What's more, be cautious of how many credit cards you have. This is crucial for several reasons, ranging from your credit rating to keep track of your finances. For starters, if you have more than, let's say three credit cards, are you really sure that you will be able to repay every card every month? Additionally, people with multiple credit cards will often find they have a difficult time when applying for personal loans at a later time, with their numerous credit cards viewed as a credit risk. This is especially true if there were issues with making repayments on time.
Interest Rates
The issue of interest rates is by far one of the hottest when it comes to the world of finance and borrowing, with different credit cards using different rates to try and attract new customers on to their card. Perhaps one of the most popular interest rates ploys for credit cards is the "introductory rates". When referring to "introductory rates" this means the rates offered to a new credit card when it is transferred from another lender, almost a reward for talking your business elsewhere.

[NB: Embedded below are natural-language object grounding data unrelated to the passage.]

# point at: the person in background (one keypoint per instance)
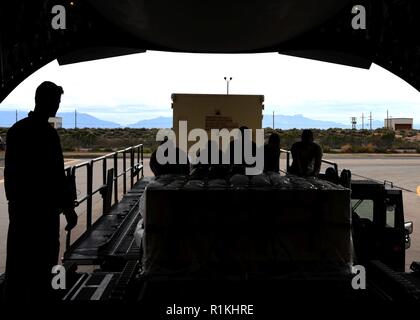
(307, 156)
(37, 191)
(272, 153)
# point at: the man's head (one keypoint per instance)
(47, 98)
(307, 136)
(274, 140)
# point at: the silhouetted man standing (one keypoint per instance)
(307, 156)
(37, 192)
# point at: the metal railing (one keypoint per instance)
(109, 180)
(289, 153)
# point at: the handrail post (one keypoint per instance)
(132, 170)
(138, 161)
(89, 194)
(142, 168)
(104, 178)
(124, 172)
(116, 177)
(104, 171)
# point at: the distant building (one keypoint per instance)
(399, 123)
(56, 122)
(217, 111)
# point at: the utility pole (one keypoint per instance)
(227, 79)
(273, 121)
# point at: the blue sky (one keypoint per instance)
(138, 87)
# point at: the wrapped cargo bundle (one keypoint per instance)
(246, 224)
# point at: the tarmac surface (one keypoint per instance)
(404, 171)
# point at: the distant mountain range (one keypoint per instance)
(284, 122)
(84, 120)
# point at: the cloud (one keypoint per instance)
(140, 86)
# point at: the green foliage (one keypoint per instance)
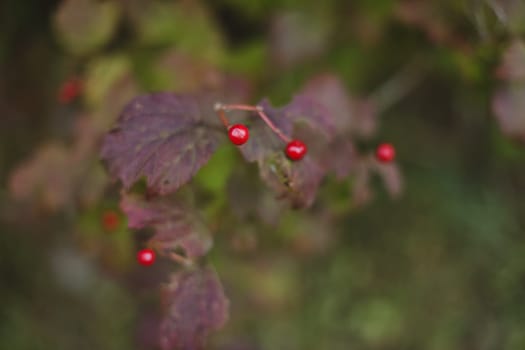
(424, 254)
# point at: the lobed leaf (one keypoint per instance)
(196, 305)
(175, 224)
(163, 137)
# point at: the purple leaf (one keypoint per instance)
(196, 305)
(162, 137)
(348, 114)
(175, 224)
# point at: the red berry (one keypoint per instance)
(238, 134)
(110, 220)
(69, 90)
(295, 150)
(146, 257)
(385, 153)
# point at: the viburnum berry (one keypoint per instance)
(295, 150)
(110, 220)
(385, 153)
(69, 90)
(146, 257)
(238, 134)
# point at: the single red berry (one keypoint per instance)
(110, 220)
(146, 257)
(295, 150)
(238, 134)
(69, 90)
(385, 153)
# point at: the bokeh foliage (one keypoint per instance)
(440, 267)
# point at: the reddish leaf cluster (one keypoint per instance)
(196, 304)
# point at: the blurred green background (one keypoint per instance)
(440, 267)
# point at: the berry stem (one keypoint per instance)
(272, 126)
(221, 108)
(223, 118)
(180, 259)
(236, 107)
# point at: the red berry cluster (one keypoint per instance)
(385, 153)
(239, 133)
(146, 257)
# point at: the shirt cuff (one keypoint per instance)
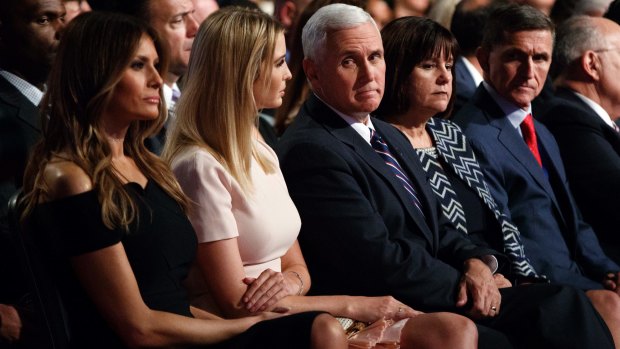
(491, 262)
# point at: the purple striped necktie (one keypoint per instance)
(382, 149)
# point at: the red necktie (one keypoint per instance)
(529, 136)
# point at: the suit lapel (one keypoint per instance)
(26, 111)
(347, 135)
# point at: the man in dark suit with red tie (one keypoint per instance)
(370, 222)
(522, 162)
(582, 120)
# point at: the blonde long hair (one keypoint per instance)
(94, 52)
(217, 110)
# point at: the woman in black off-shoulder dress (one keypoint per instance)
(109, 216)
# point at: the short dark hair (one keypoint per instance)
(513, 18)
(407, 41)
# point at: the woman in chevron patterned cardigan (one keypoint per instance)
(419, 55)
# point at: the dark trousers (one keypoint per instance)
(545, 316)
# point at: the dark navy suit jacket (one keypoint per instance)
(360, 233)
(19, 130)
(465, 85)
(557, 240)
(590, 150)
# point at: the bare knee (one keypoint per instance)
(604, 300)
(439, 330)
(327, 333)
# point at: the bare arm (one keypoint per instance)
(220, 261)
(109, 281)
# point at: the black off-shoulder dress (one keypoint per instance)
(160, 247)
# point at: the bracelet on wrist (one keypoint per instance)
(301, 281)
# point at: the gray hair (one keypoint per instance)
(327, 19)
(575, 36)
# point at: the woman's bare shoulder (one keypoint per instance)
(65, 178)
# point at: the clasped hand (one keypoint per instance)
(479, 288)
(267, 289)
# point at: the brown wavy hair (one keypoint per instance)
(217, 110)
(94, 52)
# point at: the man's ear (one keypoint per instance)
(310, 69)
(590, 63)
(288, 13)
(483, 59)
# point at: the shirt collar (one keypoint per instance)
(514, 114)
(475, 74)
(31, 92)
(597, 109)
(362, 129)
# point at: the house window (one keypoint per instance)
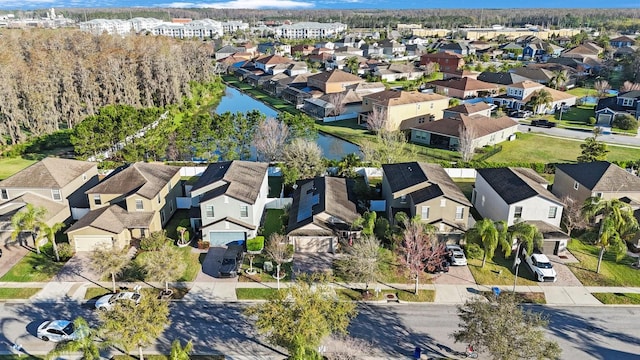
(518, 212)
(425, 212)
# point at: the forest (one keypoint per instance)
(54, 79)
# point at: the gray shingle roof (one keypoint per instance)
(51, 173)
(145, 179)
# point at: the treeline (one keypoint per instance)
(53, 79)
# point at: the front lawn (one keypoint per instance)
(612, 273)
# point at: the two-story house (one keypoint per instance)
(427, 191)
(130, 203)
(228, 201)
(624, 103)
(520, 194)
(321, 214)
(403, 109)
(56, 184)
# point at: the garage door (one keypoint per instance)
(88, 243)
(225, 238)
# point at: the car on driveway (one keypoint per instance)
(59, 330)
(543, 123)
(455, 255)
(107, 302)
(542, 268)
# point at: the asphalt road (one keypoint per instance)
(392, 330)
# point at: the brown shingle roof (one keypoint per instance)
(51, 173)
(146, 179)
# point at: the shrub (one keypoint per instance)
(154, 241)
(474, 251)
(65, 251)
(255, 244)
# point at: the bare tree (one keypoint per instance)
(270, 138)
(572, 217)
(377, 119)
(467, 144)
(276, 249)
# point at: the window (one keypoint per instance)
(518, 212)
(425, 212)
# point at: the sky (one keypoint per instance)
(316, 4)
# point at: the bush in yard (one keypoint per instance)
(625, 122)
(65, 250)
(474, 251)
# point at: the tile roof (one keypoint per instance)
(53, 173)
(601, 176)
(243, 179)
(515, 184)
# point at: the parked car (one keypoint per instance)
(107, 302)
(543, 123)
(542, 268)
(455, 255)
(59, 330)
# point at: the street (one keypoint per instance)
(392, 330)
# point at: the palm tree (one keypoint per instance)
(86, 344)
(489, 235)
(616, 223)
(28, 220)
(49, 233)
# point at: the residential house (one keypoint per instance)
(403, 109)
(130, 203)
(465, 88)
(333, 81)
(520, 194)
(425, 190)
(56, 184)
(599, 178)
(520, 94)
(624, 103)
(447, 61)
(482, 130)
(228, 201)
(321, 215)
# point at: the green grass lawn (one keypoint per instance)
(10, 166)
(618, 298)
(539, 148)
(18, 293)
(612, 273)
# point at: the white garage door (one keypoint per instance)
(88, 243)
(226, 238)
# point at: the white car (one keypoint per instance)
(106, 302)
(455, 255)
(542, 268)
(59, 330)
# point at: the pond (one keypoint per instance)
(234, 100)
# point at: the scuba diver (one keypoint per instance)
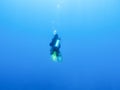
(55, 48)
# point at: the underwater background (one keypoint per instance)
(90, 44)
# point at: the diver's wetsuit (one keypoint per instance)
(53, 47)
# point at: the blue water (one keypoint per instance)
(90, 39)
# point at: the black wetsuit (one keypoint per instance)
(52, 44)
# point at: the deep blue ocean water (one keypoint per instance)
(90, 44)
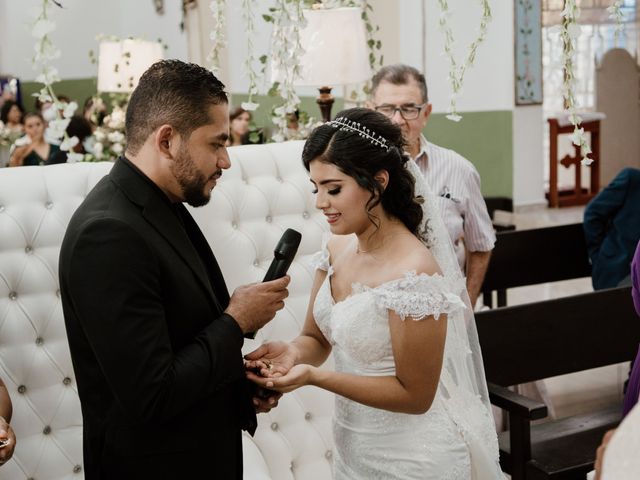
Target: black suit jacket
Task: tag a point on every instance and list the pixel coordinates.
(158, 365)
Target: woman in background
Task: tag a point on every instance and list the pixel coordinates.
(11, 115)
(37, 151)
(239, 120)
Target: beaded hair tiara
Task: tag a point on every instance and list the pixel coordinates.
(345, 124)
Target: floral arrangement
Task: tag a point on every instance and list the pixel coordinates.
(569, 34)
(248, 9)
(109, 137)
(8, 136)
(457, 70)
(288, 19)
(615, 12)
(46, 52)
(218, 37)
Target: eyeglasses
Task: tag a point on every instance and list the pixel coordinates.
(408, 112)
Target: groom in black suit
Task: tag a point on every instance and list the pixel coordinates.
(155, 339)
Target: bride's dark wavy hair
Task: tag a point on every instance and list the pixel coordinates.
(361, 158)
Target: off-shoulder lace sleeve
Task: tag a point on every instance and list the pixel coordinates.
(416, 296)
(320, 259)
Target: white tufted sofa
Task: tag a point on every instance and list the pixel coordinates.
(264, 192)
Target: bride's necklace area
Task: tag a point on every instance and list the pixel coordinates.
(359, 251)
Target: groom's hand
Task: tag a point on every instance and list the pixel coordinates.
(273, 359)
(252, 306)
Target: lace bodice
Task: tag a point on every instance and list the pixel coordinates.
(373, 443)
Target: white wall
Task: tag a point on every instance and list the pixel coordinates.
(78, 24)
(528, 161)
(488, 84)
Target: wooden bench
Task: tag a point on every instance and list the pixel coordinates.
(530, 257)
(531, 342)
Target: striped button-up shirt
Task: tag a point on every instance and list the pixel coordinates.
(456, 183)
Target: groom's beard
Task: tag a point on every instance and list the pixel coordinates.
(191, 180)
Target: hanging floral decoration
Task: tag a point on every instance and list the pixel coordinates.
(46, 52)
(616, 14)
(248, 8)
(217, 35)
(457, 70)
(288, 20)
(569, 33)
(360, 93)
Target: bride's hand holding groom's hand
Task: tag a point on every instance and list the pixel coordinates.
(273, 359)
(273, 366)
(298, 376)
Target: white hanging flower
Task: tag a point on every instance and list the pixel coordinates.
(100, 135)
(70, 109)
(574, 31)
(68, 143)
(98, 149)
(73, 157)
(249, 106)
(577, 135)
(457, 70)
(48, 76)
(42, 28)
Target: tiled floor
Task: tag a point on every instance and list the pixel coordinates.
(583, 391)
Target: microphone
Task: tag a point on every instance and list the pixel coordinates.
(283, 255)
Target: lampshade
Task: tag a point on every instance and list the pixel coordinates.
(121, 63)
(335, 45)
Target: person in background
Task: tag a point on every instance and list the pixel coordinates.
(80, 128)
(37, 151)
(612, 229)
(11, 115)
(610, 464)
(7, 435)
(400, 93)
(239, 120)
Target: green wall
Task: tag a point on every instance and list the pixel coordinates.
(76, 89)
(485, 138)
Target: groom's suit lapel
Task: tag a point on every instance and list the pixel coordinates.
(159, 215)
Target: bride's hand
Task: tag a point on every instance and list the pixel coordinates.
(298, 376)
(273, 359)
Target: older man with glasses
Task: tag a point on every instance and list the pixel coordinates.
(400, 93)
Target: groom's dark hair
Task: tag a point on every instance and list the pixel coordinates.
(175, 93)
(356, 153)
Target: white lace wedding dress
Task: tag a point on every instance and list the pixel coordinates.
(378, 444)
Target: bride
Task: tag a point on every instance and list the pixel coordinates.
(389, 300)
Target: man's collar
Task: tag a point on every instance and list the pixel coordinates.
(422, 158)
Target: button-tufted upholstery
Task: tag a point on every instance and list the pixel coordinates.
(264, 192)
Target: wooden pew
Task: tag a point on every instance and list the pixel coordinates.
(531, 342)
(530, 257)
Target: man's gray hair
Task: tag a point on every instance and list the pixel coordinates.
(399, 74)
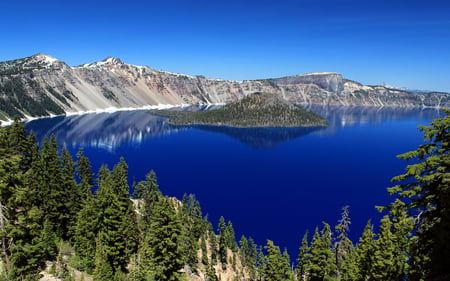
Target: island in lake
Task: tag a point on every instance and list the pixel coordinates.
(254, 111)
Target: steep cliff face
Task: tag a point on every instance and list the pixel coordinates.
(42, 85)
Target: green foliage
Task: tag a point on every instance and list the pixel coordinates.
(256, 110)
(223, 242)
(425, 190)
(163, 242)
(303, 259)
(365, 251)
(84, 173)
(321, 264)
(277, 267)
(383, 267)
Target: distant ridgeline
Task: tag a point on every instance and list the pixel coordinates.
(49, 215)
(41, 85)
(255, 110)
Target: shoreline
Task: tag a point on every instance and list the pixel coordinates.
(8, 122)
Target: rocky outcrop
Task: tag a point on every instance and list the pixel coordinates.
(42, 85)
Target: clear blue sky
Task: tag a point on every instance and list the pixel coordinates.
(401, 43)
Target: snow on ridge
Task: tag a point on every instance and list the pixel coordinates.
(46, 58)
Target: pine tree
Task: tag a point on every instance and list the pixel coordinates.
(303, 258)
(402, 226)
(223, 242)
(110, 220)
(277, 267)
(243, 250)
(56, 208)
(365, 253)
(24, 245)
(322, 264)
(86, 230)
(128, 228)
(345, 268)
(287, 273)
(103, 270)
(149, 190)
(84, 172)
(383, 260)
(163, 242)
(426, 190)
(72, 195)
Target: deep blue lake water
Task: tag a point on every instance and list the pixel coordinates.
(271, 183)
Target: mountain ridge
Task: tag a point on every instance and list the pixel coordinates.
(258, 110)
(41, 85)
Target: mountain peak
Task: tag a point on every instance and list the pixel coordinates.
(40, 57)
(112, 60)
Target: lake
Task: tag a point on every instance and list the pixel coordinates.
(271, 183)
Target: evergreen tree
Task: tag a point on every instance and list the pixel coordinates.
(205, 260)
(86, 230)
(111, 217)
(149, 190)
(277, 266)
(223, 242)
(191, 216)
(425, 188)
(163, 242)
(56, 209)
(345, 268)
(402, 226)
(103, 270)
(287, 273)
(303, 259)
(84, 172)
(24, 245)
(365, 253)
(72, 195)
(128, 227)
(322, 264)
(383, 260)
(243, 250)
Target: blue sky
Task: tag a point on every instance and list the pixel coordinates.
(401, 43)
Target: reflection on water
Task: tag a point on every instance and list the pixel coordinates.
(102, 130)
(260, 137)
(110, 130)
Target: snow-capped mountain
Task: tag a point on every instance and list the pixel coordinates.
(41, 85)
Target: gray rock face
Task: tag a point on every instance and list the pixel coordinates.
(42, 85)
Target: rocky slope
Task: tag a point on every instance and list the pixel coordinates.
(41, 85)
(253, 111)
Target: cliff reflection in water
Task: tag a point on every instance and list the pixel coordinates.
(110, 130)
(102, 130)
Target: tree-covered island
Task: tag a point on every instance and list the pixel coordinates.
(255, 110)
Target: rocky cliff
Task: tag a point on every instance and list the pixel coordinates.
(41, 85)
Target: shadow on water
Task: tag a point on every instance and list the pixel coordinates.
(260, 137)
(110, 130)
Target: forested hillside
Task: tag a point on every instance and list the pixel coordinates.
(255, 110)
(57, 216)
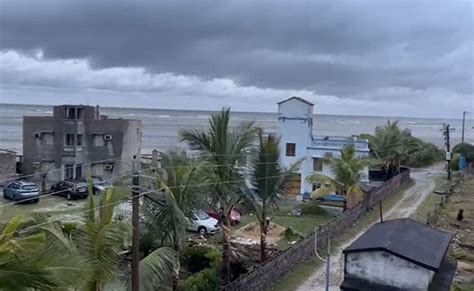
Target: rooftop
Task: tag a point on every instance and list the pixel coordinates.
(297, 98)
(405, 238)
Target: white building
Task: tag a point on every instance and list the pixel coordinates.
(295, 128)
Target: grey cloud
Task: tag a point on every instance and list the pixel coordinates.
(329, 47)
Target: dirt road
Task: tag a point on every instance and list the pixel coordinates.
(412, 198)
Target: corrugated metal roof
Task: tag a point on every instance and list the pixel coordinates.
(405, 238)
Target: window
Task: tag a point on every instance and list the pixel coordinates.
(69, 139)
(70, 113)
(290, 149)
(79, 140)
(80, 112)
(78, 171)
(317, 164)
(69, 171)
(47, 138)
(98, 140)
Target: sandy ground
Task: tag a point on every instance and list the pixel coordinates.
(412, 198)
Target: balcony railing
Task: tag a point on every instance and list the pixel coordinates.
(339, 143)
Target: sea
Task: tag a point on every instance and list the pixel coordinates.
(161, 126)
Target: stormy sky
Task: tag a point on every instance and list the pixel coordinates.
(378, 57)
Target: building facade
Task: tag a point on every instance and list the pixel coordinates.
(7, 166)
(295, 128)
(77, 141)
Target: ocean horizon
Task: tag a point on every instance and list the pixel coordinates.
(161, 126)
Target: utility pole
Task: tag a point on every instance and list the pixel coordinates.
(328, 262)
(446, 131)
(463, 124)
(136, 225)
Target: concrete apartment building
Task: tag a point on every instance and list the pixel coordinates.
(76, 141)
(295, 128)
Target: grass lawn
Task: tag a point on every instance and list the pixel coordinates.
(428, 205)
(291, 281)
(304, 224)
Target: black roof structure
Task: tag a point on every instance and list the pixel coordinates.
(407, 239)
(297, 98)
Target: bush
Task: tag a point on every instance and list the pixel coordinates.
(205, 280)
(208, 277)
(200, 257)
(312, 209)
(465, 149)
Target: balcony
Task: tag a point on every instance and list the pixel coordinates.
(339, 143)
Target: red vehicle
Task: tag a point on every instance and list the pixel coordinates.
(234, 216)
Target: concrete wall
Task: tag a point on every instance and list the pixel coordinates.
(263, 276)
(116, 153)
(383, 268)
(7, 166)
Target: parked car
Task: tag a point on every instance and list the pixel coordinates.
(22, 191)
(234, 216)
(99, 184)
(202, 223)
(70, 189)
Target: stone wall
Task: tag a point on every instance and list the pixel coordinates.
(263, 276)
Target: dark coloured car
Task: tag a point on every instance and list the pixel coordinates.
(70, 189)
(21, 191)
(99, 184)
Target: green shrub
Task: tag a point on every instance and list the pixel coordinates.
(200, 257)
(465, 149)
(205, 280)
(310, 208)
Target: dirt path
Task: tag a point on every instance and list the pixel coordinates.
(412, 198)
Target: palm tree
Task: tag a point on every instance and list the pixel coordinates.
(170, 209)
(390, 144)
(101, 240)
(38, 257)
(225, 148)
(269, 182)
(347, 172)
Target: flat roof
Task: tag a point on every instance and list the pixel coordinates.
(297, 98)
(407, 239)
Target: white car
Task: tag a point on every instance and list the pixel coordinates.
(202, 223)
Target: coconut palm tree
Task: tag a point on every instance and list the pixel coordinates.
(101, 240)
(347, 172)
(168, 211)
(269, 182)
(225, 148)
(38, 258)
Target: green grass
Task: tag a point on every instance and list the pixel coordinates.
(429, 204)
(293, 279)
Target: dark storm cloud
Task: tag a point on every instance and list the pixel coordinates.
(342, 48)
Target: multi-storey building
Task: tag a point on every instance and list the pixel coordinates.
(77, 141)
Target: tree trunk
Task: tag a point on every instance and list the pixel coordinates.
(225, 225)
(263, 240)
(177, 269)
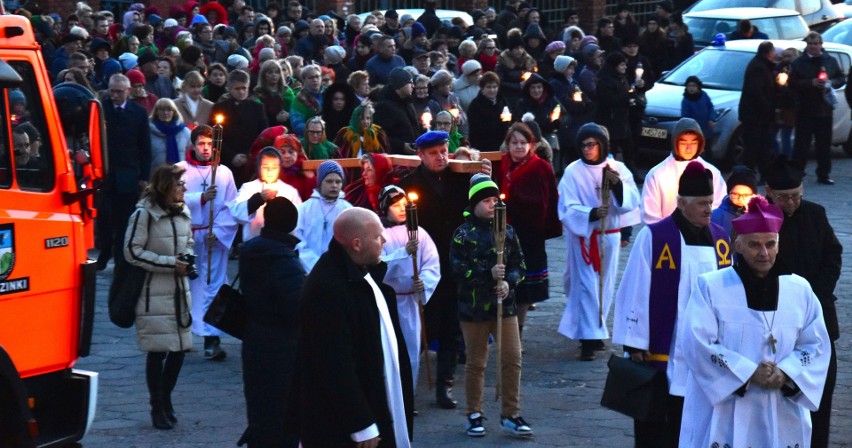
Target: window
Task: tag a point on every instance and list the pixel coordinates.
(34, 167)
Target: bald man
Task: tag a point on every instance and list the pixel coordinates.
(353, 379)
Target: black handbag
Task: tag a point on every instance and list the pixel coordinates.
(124, 292)
(228, 310)
(635, 389)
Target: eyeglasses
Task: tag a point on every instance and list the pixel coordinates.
(738, 196)
(795, 197)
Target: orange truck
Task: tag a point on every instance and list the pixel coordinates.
(47, 281)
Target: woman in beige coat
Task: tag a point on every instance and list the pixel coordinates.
(159, 232)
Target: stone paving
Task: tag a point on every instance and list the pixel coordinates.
(560, 395)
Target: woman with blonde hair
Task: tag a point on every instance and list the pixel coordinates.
(272, 91)
(159, 234)
(169, 135)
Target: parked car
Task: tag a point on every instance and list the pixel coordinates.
(721, 70)
(776, 23)
(446, 15)
(818, 14)
(840, 33)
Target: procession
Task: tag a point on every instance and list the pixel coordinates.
(331, 229)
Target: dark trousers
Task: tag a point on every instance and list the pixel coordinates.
(818, 129)
(661, 434)
(821, 419)
(757, 153)
(442, 324)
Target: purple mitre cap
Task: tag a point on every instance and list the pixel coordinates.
(761, 217)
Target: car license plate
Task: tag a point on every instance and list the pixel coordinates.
(654, 132)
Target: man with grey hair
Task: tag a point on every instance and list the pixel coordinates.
(652, 297)
(353, 376)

While this can be an excellent option for many people, it is important to do your research before committing to a new card to be fully aware of the rates AFTER this introductory period. Most credit cards will offer either a 6 or 12 month introductory period which has very low interest rates attached, giving a great opportunity to pay off existing debts without the hassle of high rates attached. However, it is what happens after the introductory period has passed that are the cause for many costly financial credit cards mistakes. Suddenly you may find that your existing debt may have an interest rate that has jumped from a low interest rate of 8 per cent to 18 per cent, meaning you will be paying far more every month that the debt is not cleared.
Repayments
You should also be mindful of the interest rates that are attached to any and all late repayments. If you are more than 30 days late for a repayment you may find your debt attracting interest rates above 20 per cent.
Granted there are times when a late payment will happen, sometimes a few days here or there, but if you are consistently late this will show up on your credit rating and will negatively impact on any future loan applications.